Department of Environmental Science and Analytical Chemistry (ACES), Stockholm University, SE 106 91 Stockholm, Sweden; IVL Swedish Environmental Research Institute, P.O. Box 21060, SE 100 31 Stockholm, Sweden.
IVL Swedish Environmental Research Institute, P.O. Box 21060, SE 100 31 Stockholm, Sweden.
Sci Total Environ. 2015 Aug 15;524-525:416-26. doi: 10.1016/j.scitotenv.2015.02.106. Epub 2015 Apr 28.
Several groups of flame retardants (FRs) have entered the market in recent years as replacements for polybrominated diphenyl ethers (PBDEs), but little is known about their physical-chemical properties or their environmental transport and fate. Here we make best estimates of the physical-chemical properties and undertake evaluative modelling assessments (indoors and outdoors) for 35 so-called 'novel' and 'emerging' brominated flame retardants (BFRs) and 22 organophosphorus flame retardants (OPFRs). A QSPR (Quantitative Structure-Property Relationship) based technique is used to reduce uncertainty in physical-chemical properties and to aid property selection for modelling, but it is evident that more, high quality property data are required for improving future assessments. Evaluative modelling results show that many of the alternative FRs, mainly alternative BFRs and some of the halogenated OPFRs, behave similarly to the PBDEs both indoors and outdoors. These alternative FRs exhibit high overall persistence (Pov), long-range transport potential (LRTP) and POP-like behaviour and on that basis cannot be regarded as suitable replacements to PBDEs. A group of low molecular weight alternative BFRs and non-halogenated OPFRs show a potentially better environmental performance based on Pov and LRTP metrics. Results must be interpreted with caution though since there are significant uncertainties and limited data to allow for thorough model evaluation. Additional environmental parameters such as toxicity and bioaccumulative potential as well as functionality issues should be considered in an industrial substitution strategy.

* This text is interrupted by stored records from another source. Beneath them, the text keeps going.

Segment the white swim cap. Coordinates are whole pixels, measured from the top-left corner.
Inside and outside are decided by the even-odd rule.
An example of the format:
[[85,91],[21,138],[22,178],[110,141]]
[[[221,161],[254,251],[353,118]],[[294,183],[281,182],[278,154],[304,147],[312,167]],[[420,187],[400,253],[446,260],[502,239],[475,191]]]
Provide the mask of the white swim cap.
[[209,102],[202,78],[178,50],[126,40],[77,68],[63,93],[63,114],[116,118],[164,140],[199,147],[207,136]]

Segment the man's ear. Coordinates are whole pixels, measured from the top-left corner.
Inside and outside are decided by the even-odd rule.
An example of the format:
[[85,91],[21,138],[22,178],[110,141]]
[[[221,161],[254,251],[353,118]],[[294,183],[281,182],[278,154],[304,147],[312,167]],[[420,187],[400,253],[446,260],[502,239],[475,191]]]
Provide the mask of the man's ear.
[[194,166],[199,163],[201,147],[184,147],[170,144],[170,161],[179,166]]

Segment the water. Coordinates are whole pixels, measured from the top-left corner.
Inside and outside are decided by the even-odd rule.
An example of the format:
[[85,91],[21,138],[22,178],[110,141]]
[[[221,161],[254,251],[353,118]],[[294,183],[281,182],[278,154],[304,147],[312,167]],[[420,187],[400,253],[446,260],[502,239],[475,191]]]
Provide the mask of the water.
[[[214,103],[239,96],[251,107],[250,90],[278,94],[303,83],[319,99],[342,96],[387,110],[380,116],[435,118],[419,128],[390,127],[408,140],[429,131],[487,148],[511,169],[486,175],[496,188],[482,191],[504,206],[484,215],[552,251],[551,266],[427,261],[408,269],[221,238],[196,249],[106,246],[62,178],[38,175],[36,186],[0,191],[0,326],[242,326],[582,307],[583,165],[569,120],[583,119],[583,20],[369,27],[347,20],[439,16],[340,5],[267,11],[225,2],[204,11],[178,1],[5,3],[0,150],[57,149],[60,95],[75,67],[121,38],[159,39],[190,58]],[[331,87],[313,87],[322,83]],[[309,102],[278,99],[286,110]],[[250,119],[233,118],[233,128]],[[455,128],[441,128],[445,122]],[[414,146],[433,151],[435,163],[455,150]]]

近年来,有几类阻燃剂(FRs)作为多溴二苯醚(PBDEs)的替代品进入市场,但人们对它们的物理化学性质及其环境迁移和归宿知之甚少。在这里,我们对 35 种所谓的“新型”和“新兴”溴化阻燃剂(BFRs)和 22 种有机磷阻燃剂(OPFRs)进行了最佳物理化学性质估计,并进行了室内外评估模型评估。使用基于 QSPR(定量结构-性质关系)的技术来减少物理化学性质的不确定性,并为建模选择性质,但显然需要更多高质量的性质数据来改进未来的评估。评估模型结果表明,许多替代阻燃剂,主要是替代 BFRs 和一些卤化 OPFRs,在室内和室外都与 PBDEs 具有相似的行为。这些替代阻燃剂表现出高的总持久性(Pov)、长距离迁移潜力(LRTP)和类似持久性有机污染物的行为,因此不能被视为 PBDEs 的合适替代品。一组低分子量替代 BFRs 和非卤化 OPFRs 根据 Pov 和 LRTP 指标显示出潜在更好的环境性能。不过,结果必须谨慎解释,因为存在显著的不确定性和有限的数据,无法进行彻底的模型评估。在工业替代策略中,还应考虑其他环境参数,如毒性和生物累积潜力以及功能问题。